Yes, a game machine. In this year of Internet-TV terminals, PDAs and cell phones, we've settled our prize for best machine on the new Nintendo 64, which has done to video-gaming what the 707 did to air travel. Since arriving on American shores in late September, the 64 has set records for sales, hype and, most important, slack jaws. The pure mix of art and technology implicit in the machine's design and the games that run on it help it transcend the category of mere amusement. It sets, our editors found, a whole new standard in electronic entertainment, smashing barriers that the bug-filled Internet and clumsy personal computers have yet to approach.

There are at least three strong reasons for picking the Nintendo, and we'll begin with the strongest: technology. The N64's greatest miracles come from a specially developed internal processing chip that does one thing--paint rich pictures on your TV--better than any other device in history. Called the Reality Co-Processor, the chip was designed by 3-D special-effects giant Silicon Graphics (of Jurassic Park fame) and built by Japanese chip monolith NEC. Even as computers do more in smaller spaces, there's something extraordinary here: SGI and NEC have stuffed the sophistication of a $10,000 workstation into a $200 box.

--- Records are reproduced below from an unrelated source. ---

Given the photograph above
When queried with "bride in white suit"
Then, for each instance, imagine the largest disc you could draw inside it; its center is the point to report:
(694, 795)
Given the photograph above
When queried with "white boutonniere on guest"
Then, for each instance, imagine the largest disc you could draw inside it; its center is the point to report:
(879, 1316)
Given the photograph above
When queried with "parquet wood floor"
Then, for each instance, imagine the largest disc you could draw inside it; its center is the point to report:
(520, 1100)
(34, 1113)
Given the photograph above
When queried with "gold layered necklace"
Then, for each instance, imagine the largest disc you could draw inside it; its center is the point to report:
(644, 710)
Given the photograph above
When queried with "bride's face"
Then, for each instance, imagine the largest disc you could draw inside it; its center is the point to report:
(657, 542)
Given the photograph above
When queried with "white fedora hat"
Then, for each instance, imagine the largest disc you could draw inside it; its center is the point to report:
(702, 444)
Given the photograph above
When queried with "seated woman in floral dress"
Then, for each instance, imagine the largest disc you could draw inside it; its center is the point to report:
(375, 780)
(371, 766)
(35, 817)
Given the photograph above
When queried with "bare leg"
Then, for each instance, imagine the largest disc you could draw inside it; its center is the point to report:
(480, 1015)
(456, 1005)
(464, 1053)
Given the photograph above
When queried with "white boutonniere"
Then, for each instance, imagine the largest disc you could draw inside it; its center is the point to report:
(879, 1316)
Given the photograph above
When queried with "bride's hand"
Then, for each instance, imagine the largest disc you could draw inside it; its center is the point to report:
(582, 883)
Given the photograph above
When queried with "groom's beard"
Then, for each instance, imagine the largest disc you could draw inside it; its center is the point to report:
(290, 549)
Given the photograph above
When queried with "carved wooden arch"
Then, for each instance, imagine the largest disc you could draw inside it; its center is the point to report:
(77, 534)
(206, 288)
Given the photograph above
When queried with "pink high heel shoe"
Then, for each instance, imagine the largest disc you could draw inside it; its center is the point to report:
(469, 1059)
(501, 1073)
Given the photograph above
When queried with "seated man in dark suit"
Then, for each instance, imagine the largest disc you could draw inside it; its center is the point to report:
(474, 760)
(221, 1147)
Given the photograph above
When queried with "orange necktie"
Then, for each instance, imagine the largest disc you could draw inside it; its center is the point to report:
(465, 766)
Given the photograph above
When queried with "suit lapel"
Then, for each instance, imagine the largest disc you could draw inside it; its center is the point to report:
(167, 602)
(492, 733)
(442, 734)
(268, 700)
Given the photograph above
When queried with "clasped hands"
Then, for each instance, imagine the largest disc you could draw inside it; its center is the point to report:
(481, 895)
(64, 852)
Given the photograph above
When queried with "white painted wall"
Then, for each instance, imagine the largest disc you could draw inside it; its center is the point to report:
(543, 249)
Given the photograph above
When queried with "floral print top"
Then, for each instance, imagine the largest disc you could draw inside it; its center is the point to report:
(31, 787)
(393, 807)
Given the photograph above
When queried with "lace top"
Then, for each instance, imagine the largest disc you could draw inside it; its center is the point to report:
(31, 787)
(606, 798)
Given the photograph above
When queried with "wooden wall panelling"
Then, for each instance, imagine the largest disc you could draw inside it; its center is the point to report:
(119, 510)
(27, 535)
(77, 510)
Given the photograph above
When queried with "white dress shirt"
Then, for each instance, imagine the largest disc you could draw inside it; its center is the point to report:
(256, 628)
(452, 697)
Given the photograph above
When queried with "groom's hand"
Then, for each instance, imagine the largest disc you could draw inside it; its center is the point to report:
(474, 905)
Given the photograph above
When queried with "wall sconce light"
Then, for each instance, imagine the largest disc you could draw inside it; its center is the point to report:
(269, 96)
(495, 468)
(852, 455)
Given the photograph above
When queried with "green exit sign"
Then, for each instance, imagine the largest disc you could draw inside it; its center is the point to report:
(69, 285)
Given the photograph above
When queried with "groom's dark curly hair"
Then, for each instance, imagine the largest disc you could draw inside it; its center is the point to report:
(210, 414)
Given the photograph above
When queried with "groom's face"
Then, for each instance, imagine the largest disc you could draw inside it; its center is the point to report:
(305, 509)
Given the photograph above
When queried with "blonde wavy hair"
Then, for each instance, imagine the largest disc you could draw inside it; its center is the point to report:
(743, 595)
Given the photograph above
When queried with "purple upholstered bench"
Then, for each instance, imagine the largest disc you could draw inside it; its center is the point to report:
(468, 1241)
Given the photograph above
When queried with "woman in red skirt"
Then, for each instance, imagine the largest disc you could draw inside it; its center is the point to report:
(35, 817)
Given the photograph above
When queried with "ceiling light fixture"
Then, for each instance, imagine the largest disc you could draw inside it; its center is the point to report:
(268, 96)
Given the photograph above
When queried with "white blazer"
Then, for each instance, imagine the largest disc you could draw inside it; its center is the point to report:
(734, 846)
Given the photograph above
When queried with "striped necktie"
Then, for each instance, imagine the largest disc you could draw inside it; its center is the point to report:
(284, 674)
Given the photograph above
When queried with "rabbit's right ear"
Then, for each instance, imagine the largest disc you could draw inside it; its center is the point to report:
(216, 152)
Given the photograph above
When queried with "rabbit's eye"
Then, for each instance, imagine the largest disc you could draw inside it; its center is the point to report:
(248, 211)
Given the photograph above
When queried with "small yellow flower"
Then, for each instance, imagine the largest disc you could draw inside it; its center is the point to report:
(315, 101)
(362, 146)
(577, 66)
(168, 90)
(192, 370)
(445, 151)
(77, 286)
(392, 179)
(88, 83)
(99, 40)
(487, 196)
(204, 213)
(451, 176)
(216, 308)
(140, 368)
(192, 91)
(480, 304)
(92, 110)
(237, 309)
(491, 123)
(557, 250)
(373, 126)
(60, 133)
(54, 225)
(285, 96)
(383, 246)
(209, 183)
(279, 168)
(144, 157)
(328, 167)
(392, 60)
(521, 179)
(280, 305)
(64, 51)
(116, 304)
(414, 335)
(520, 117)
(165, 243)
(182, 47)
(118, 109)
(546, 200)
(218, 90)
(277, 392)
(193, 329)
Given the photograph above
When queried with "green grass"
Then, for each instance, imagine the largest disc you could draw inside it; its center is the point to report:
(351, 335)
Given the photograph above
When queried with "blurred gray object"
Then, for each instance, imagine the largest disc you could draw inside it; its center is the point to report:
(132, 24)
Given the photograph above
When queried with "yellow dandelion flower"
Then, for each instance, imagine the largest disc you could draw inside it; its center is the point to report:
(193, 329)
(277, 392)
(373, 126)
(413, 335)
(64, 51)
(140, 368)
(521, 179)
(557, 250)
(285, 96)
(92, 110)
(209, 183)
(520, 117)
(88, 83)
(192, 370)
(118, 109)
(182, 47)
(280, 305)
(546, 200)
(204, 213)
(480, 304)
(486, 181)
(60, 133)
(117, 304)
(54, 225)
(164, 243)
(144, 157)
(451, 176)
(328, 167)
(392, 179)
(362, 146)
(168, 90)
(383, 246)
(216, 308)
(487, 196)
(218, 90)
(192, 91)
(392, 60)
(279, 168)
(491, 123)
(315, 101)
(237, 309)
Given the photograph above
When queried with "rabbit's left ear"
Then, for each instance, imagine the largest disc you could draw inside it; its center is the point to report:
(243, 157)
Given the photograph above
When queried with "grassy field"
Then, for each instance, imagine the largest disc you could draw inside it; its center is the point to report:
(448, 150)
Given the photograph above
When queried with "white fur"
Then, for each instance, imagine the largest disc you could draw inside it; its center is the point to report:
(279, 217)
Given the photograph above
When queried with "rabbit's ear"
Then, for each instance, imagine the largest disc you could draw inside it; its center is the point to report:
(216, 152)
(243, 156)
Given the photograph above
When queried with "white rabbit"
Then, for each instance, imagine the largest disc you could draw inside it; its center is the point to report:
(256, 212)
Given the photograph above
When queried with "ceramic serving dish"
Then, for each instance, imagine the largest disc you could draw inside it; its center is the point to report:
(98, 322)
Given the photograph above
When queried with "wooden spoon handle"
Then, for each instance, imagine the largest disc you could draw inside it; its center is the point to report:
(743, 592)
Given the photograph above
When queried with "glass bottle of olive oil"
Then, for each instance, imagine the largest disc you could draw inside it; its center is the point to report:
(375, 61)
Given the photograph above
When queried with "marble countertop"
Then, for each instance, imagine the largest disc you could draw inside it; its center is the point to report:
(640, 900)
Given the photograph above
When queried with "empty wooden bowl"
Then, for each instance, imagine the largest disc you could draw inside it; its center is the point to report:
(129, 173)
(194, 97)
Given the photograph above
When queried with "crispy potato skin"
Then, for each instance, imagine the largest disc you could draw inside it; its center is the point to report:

The second reason for our choice is in what all this bit power has been harnessed to achieve: simply the most realistic and compelling three-dimensional experience ever presented by a computer. The machines' first hit game, SuperMario 64, paints from an electronic palette so rich that using the game machine on your TV almost seems as amusing and entertaining as renting a movie or watching a ball game. The 3-D effects are what game pros call immersive, that is, real enough to make you forget the 4-ft. space between you and your TV. Nintendo's smart-chip technology, blended with terrific software, has created a virtual world so compelling that the plastic game box moves from novelty to full-fledged revelation.

No surprise then that the world--or at least the world's allowance-bearing teens--are beating a track to Nintendo. The 64-bit machines show every sign of being the over-the-top smash-hit consumer-electronics item of the year. Released on Sept. 29, the machine has sold half a million units in just over a month; in its first week alone, it sold as many units as its competitors combined did in all of September.